By now, most of us have heard or experienced the cost of COVID-19 treatment and back costs such as oxygen and long-term support. While it is a good practice not to get involved in investments that are allocated for future purposes, what are they doing, otherwise the sudden turn of events in the lives of your loved ones?
A few people I know are depressed about not having enough money to meet any such emergencies because they are ‘fully invested’. Yes, it will mean a hole in your investment that you have made so far, especially if you are not covered by insurance (please check out Corona Kavach if you are in high-risk countries). But there will be investment opportunities and save with smart planning and cost-cutting in the future. So don’t worry about it.
Instead, think of these as actions that you must take on a regular basis. Generally, your fixed money in the bank is easy to withdraw, for 2 reasons: one, your spouse or family (if you do not know them) do not know which mutual fund or shares you should sell to withdraw money in an emergency. FD is easy to break, and money goes into your account immediately. Second, unless you lock in FDs some years ago, the interest rate will not be too high for you to miss out on any good return.
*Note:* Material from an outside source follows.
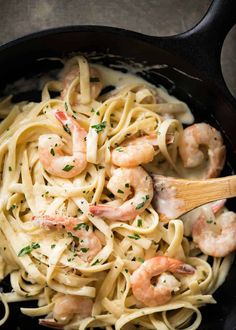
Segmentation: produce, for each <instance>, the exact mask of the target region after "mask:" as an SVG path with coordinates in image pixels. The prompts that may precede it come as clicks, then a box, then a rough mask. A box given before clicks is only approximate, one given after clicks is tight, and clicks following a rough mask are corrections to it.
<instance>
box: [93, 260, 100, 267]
mask: <svg viewBox="0 0 236 330" xmlns="http://www.w3.org/2000/svg"><path fill="white" fill-rule="evenodd" d="M100 262H101V260H99V259H97V260H95V261H94V262H93V263H92V265H91V266H95V265H97V264H100Z"/></svg>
So, from a simple and recurring functionality view, choose to break FDs.
Next, if you have invested in New Year’s Eve (I call it gambling) bitcoins or dogecoins or NFTs (unmarked token), deposit them and save them in your savings account. Your family is unlikely to know that there is money hidden there (or know how to sell / withdraw it) and that you can access other funds (such as PF) that you can use for emergencies.
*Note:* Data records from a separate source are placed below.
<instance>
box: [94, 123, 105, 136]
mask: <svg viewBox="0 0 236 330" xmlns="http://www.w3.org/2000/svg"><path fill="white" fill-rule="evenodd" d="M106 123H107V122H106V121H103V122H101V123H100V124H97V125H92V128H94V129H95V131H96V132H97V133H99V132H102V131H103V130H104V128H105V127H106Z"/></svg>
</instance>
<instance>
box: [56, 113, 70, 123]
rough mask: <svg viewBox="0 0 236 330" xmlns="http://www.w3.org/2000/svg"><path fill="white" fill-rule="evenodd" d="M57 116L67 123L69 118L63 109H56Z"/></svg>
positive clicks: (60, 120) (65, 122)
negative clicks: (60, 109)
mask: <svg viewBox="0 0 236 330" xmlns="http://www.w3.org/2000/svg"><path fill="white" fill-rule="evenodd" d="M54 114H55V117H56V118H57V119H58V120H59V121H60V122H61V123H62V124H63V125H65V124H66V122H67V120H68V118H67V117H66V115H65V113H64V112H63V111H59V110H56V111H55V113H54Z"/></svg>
Lastly, this can be a good time to get out of some stocks that are not doing well or the funds that are combined and keep them money if that comforts your family. Don’t worry about re-investing your money quickly.
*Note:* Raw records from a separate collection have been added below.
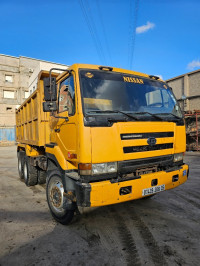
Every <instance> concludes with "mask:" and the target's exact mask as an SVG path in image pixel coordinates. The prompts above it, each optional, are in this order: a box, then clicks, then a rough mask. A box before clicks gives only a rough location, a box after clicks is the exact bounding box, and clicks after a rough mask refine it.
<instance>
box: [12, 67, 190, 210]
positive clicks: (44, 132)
mask: <svg viewBox="0 0 200 266" xmlns="http://www.w3.org/2000/svg"><path fill="white" fill-rule="evenodd" d="M81 68H82V69H83V68H84V69H99V66H96V65H83V64H74V65H72V66H71V67H70V68H69V70H72V74H73V77H74V86H75V105H76V108H75V115H74V116H69V121H68V122H66V121H65V120H64V119H62V118H55V117H53V116H50V115H49V113H44V112H43V110H42V102H43V98H44V93H43V81H42V77H43V76H48V73H47V72H41V73H40V75H39V77H38V80H39V82H38V87H37V90H36V91H35V92H34V93H33V94H32V95H31V96H30V97H29V98H28V99H27V100H26V101H25V102H24V103H23V104H22V105H21V106H20V108H19V109H18V110H17V111H16V121H17V122H16V135H17V141H18V142H19V145H21V147H24V148H25V149H26V152H27V155H29V156H37V154H36V149H30V148H26V147H33V146H36V147H45V144H48V143H50V142H53V143H56V144H57V146H54V147H53V148H49V147H45V152H46V153H50V154H53V155H54V156H55V157H56V159H57V161H58V163H59V165H60V167H61V168H62V169H63V170H69V169H78V164H79V163H101V162H115V161H125V160H133V159H140V158H148V157H155V156H162V155H169V154H174V153H180V152H185V148H186V137H185V126H177V125H176V124H175V123H172V122H162V121H159V122H145V121H144V122H137V121H134V122H118V123H114V124H113V125H112V126H111V127H91V128H90V127H85V126H84V116H83V109H82V100H81V92H80V84H79V76H78V75H79V74H78V71H79V69H81ZM113 72H119V73H125V74H130V75H138V76H140V77H141V79H137V80H136V81H135V80H134V79H128V80H127V82H138V83H141V82H142V78H149V76H148V75H147V74H142V73H139V72H135V71H129V70H125V69H120V68H113ZM55 76H57V77H56V81H57V86H58V89H59V84H60V82H62V81H63V80H64V79H65V78H66V77H67V76H68V73H67V72H63V73H62V74H60V75H58V74H55ZM160 81H162V80H160ZM162 82H163V81H162ZM58 91H59V90H58ZM85 101H88V104H93V103H94V102H93V100H89V99H88V100H85ZM95 104H96V102H95ZM100 104H106V105H108V104H110V103H109V102H108V101H106V102H102V100H101V103H100ZM54 115H55V116H63V117H65V116H68V112H62V113H57V112H55V113H54ZM55 129H56V130H58V129H59V130H60V132H58V131H55ZM148 132H174V137H170V138H157V144H162V143H174V147H173V148H172V149H165V150H156V151H148V152H134V153H124V152H123V147H126V146H140V145H146V144H147V139H136V140H121V138H120V134H125V133H148ZM23 145H25V146H23ZM27 145H28V146H27ZM70 154H75V155H76V156H75V157H74V158H73V159H71V158H70V156H69V155H70ZM186 168H187V166H184V169H186ZM181 171H182V170H181ZM171 175H172V173H165V172H157V173H153V174H147V175H144V176H142V178H141V179H137V180H132V181H126V182H123V183H122V182H121V183H115V184H111V183H110V181H102V182H97V183H91V185H92V191H91V203H92V206H100V205H105V204H113V203H116V202H122V201H126V200H131V199H136V198H140V197H141V191H142V189H144V188H149V187H151V184H150V183H149V182H150V180H151V179H152V178H153V177H154V178H158V180H159V184H163V183H164V184H166V189H170V188H173V187H175V186H177V185H179V184H181V183H183V182H185V181H186V178H185V177H181V178H180V181H179V182H176V183H172V182H170V181H169V178H171ZM159 184H158V185H159ZM129 185H132V186H133V194H131V195H125V196H119V188H120V187H121V186H129Z"/></svg>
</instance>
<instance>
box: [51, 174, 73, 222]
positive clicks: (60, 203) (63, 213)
mask: <svg viewBox="0 0 200 266" xmlns="http://www.w3.org/2000/svg"><path fill="white" fill-rule="evenodd" d="M63 192H64V187H63V182H62V179H61V177H60V176H59V175H58V174H54V175H52V176H50V177H49V178H48V181H47V186H46V196H47V202H48V205H49V209H50V212H51V215H52V216H53V218H54V219H55V220H56V221H57V222H59V223H61V224H64V225H66V224H69V223H70V222H71V220H72V219H73V217H74V210H66V209H63Z"/></svg>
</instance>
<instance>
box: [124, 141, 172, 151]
mask: <svg viewBox="0 0 200 266" xmlns="http://www.w3.org/2000/svg"><path fill="white" fill-rule="evenodd" d="M172 148H173V143H164V144H157V145H143V146H129V147H124V148H123V150H124V153H133V152H145V151H156V150H166V149H172Z"/></svg>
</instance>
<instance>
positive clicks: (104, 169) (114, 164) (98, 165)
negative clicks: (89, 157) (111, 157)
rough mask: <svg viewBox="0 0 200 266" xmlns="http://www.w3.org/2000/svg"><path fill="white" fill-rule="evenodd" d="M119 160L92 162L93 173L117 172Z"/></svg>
mask: <svg viewBox="0 0 200 266" xmlns="http://www.w3.org/2000/svg"><path fill="white" fill-rule="evenodd" d="M117 168H118V167H117V162H107V163H96V164H92V175H102V174H113V173H117Z"/></svg>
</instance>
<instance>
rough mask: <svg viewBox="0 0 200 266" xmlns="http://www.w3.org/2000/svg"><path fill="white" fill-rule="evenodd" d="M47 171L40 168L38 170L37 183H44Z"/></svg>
mask: <svg viewBox="0 0 200 266" xmlns="http://www.w3.org/2000/svg"><path fill="white" fill-rule="evenodd" d="M46 178H47V172H46V171H43V170H41V169H39V170H38V184H40V185H42V184H45V183H46Z"/></svg>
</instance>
Money in a savings account can be a great source of relief for your family and there is nothing wrong with offering that comfort in these difficult times. You can always resubmit later. Cash is king – let no one tell you otherwise about these times.
Stop tracking funds
Hopefully, nothing will be lost if you stop tracking money every day. If so, it can be helpful to avoid rushing into action. Try to focus on your long-term goals instead of being misled by the short-term return on epidemic-related themes. This can turn into unnecessary sources of stress over time.